Extraño esas salas de cine amplias, casi infinitas que, sin embargo, muchas veces eran insuficientes para recibir en una sola función (doble, por supuesto) a los ávidos espectadores y cine adictos. Era como ir a la plaza, al estadio o a la fiesta de la parentela; ahí estaba todo el mundo, porque había que estar ahí.

Incluso en poblaciones pequeñas, como el pueblo minero San Francisco del Oro, Chihuahua, donde viví y en la vecina Parral, los cines no eran enooormes, pero eran bastante grandes; en el cine Alcázar del Oro había un tipo que daba la vuelta a la sala anunciando de manera bastante audible (y visible, porque con la cabezota, mientras iba pasando, tapaba parcialmente los subtítulos) “Sodas, palomitas, sodas…”

Todo mundo iba al cine; era relativamente barato el boleto y hasta las palomitas eran accesibles sin empeñar el reloj o hipotecar la casa si uno iba en grupo. Sí, ya había televisión, pero no era lo mismo. Aún no es lo mismo.

Como en asuntos de amoríos, tengo (tal vez más) claro qué vi y en qué sala de cine. Así de impactante y profunda era la experiencia, al menos para mí, de ver una película. Por ejemplo, en el cine León la matineé de El Gordo y el Flaco; en el Cinema Estrella, 2001 Odisea del Espacio; en el Américas Trampa 22; en el Reforma, las Chivas de Guadalajara (con Chava Reyes y Clavillazo), en el Vera 8½ … En Chihuahua, en el Dorado 70, Emmanuelle y Mimí metalurgista; en el Colonial, El topo… En San Luis Potosí, en el Avenida, Mothra…

Vamos, hasta en lo limitado espacial de los cineclubes había esa magia de la pantalla de plata, como se le decía: en el recinto de los Caballeros de Colón (of all places en León), de Pasolini, el Evangelio según san Mateo; en la sala Buñuel cerca de la Calzada (que luego devino sala porno o algo así), Fritz the Cat (animación pura); en el auditorio del América El gato en el tejado caliente; en Chihuahua, en el auditorio de los electricistas, mi venerada El acorazado Potempkin.

Creo que puedo pasar horas haciendo un recuento de películas, pantallas y recuerdos.

He tenido la fortuna de vivir en varias ciudades y de cada una conservo, como sus calles y edificios, el recuerdo vivo de sus salas de cine, porque no es tanto el lugar sino lo que sus características te hacen experimentar.

No me pasa igual ahora. Peor, aún, ya no estoy seguro de si vi alguna película en una reducidísima sala de las de palomitas de oro y refresco de néctar de los dioses, en la tele, en la compu o en mi celular.

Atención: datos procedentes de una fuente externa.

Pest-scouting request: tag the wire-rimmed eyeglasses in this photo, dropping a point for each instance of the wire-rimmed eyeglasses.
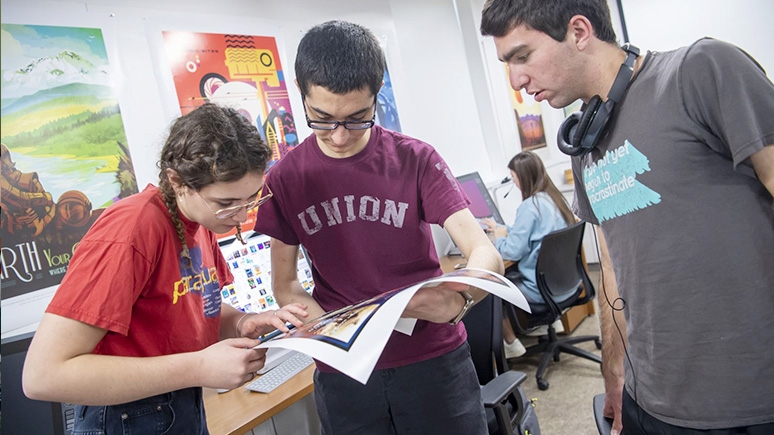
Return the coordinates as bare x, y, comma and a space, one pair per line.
333, 125
225, 213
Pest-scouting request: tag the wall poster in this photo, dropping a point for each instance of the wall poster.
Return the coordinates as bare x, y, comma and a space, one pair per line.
386, 110
529, 118
239, 71
64, 151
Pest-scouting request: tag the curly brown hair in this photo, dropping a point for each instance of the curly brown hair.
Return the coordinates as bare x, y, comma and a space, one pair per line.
209, 145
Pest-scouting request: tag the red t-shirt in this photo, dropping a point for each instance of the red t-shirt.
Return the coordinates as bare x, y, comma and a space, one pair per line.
127, 276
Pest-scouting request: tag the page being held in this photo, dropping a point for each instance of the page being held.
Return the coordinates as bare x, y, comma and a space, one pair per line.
254, 325
441, 303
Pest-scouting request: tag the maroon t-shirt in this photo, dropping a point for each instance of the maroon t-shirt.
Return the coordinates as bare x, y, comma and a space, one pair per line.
365, 222
126, 276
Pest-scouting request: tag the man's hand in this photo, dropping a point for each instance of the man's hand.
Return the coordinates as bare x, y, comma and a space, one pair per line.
612, 408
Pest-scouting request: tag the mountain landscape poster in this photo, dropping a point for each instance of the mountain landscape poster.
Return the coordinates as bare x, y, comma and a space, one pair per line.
64, 150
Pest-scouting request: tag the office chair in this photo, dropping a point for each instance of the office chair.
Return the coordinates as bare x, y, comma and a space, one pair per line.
507, 408
559, 274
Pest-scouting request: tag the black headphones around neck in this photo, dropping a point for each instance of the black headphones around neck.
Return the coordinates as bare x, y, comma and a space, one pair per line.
580, 132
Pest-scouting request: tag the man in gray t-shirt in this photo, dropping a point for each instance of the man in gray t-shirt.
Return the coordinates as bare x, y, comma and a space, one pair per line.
680, 180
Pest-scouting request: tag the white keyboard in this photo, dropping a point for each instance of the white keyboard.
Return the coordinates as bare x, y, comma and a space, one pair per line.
281, 373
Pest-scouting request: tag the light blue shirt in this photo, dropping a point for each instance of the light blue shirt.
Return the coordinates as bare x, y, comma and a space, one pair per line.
535, 217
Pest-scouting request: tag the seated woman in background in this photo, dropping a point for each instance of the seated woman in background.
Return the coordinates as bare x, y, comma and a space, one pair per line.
542, 211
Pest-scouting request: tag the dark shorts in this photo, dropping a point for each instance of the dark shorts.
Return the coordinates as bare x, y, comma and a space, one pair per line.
179, 412
437, 396
638, 422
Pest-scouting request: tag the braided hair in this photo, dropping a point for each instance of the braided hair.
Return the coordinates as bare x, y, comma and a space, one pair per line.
209, 145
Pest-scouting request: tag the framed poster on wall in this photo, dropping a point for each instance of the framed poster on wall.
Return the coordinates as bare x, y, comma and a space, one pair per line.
529, 118
239, 71
64, 152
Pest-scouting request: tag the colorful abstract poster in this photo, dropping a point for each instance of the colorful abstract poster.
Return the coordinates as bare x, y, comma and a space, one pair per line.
529, 118
64, 150
239, 71
386, 110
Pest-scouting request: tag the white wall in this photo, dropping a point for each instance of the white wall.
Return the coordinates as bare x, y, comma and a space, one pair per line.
666, 24
449, 87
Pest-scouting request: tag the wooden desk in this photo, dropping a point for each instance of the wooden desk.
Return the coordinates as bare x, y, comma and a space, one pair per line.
570, 319
239, 410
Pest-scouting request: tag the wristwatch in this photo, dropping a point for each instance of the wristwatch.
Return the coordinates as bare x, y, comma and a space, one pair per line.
469, 302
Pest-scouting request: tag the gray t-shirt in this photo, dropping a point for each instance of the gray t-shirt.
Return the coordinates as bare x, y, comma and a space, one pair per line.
690, 232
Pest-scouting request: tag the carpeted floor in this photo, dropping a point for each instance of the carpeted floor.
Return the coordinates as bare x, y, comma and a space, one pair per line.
565, 408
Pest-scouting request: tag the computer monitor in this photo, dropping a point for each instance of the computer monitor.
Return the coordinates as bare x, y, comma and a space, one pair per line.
481, 203
250, 264
20, 414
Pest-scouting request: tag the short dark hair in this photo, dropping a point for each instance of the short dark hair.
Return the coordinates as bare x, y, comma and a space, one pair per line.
341, 57
548, 16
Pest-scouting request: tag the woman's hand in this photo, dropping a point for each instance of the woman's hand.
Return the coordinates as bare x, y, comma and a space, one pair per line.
490, 224
255, 325
230, 363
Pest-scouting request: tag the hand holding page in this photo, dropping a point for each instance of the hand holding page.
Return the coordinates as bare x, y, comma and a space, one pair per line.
352, 339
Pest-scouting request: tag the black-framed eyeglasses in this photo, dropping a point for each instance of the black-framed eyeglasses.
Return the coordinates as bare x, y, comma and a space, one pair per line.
333, 125
225, 213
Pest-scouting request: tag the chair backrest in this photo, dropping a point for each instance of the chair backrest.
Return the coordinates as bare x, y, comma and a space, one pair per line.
560, 269
485, 337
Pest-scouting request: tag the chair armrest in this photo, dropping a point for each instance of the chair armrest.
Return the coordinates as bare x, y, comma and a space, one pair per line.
496, 390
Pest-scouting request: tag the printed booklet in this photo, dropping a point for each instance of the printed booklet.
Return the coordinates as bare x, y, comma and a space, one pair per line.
352, 338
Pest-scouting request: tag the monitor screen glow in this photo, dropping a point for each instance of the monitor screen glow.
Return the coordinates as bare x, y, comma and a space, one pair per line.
481, 203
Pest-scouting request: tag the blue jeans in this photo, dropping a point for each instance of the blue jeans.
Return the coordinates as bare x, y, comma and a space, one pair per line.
179, 412
437, 396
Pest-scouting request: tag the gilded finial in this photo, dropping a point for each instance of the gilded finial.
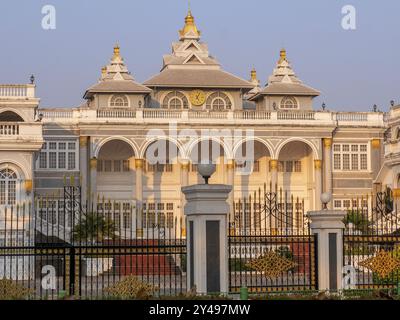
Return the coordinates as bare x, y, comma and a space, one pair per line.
190, 26
282, 55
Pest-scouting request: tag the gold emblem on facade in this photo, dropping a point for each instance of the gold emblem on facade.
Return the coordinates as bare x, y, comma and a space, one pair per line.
197, 97
271, 264
383, 264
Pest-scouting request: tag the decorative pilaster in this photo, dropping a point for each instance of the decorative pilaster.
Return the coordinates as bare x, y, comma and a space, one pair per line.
139, 165
318, 182
328, 167
83, 166
185, 164
230, 181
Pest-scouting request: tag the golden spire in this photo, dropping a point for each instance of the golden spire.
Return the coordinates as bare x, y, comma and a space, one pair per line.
253, 75
282, 56
190, 25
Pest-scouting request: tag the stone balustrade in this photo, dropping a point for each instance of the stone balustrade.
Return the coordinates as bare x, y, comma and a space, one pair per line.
31, 131
216, 117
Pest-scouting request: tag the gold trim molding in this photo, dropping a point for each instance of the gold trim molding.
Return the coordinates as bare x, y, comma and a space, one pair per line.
93, 163
273, 164
231, 164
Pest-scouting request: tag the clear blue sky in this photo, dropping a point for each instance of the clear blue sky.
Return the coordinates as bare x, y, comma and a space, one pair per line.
352, 69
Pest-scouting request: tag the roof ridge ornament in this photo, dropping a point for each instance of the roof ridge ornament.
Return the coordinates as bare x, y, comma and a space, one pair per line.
190, 30
283, 56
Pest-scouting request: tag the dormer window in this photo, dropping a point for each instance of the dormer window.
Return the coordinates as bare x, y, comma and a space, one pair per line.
289, 103
175, 100
218, 101
119, 101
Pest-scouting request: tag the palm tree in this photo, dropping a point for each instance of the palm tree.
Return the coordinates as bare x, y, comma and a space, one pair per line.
94, 227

Por mi trabajo puedo darle vuelo a la hilacha viendo cine; por mi trabajo, no me es posible ir a un cine de a de veras tan seguido como quisiera y, como digo, ya no es lo mismo.

Sí, si quieren, táchenme de retardatario, emisario del pasado o lo que quieran, pero creo que la experiencia cinematográfica tiene más qué ver con la pantalla grande (no es gratuito que se hiciera la distinción de ésta y la “pantalla chica”), que con el solitario y a veces sospechoso gusto de mirar una película a solas (es un decir, porque ver pelis en casa o en la oficina o en un café es hacer pausas sin fin y regresos para retomar el hilo, que no les cuento).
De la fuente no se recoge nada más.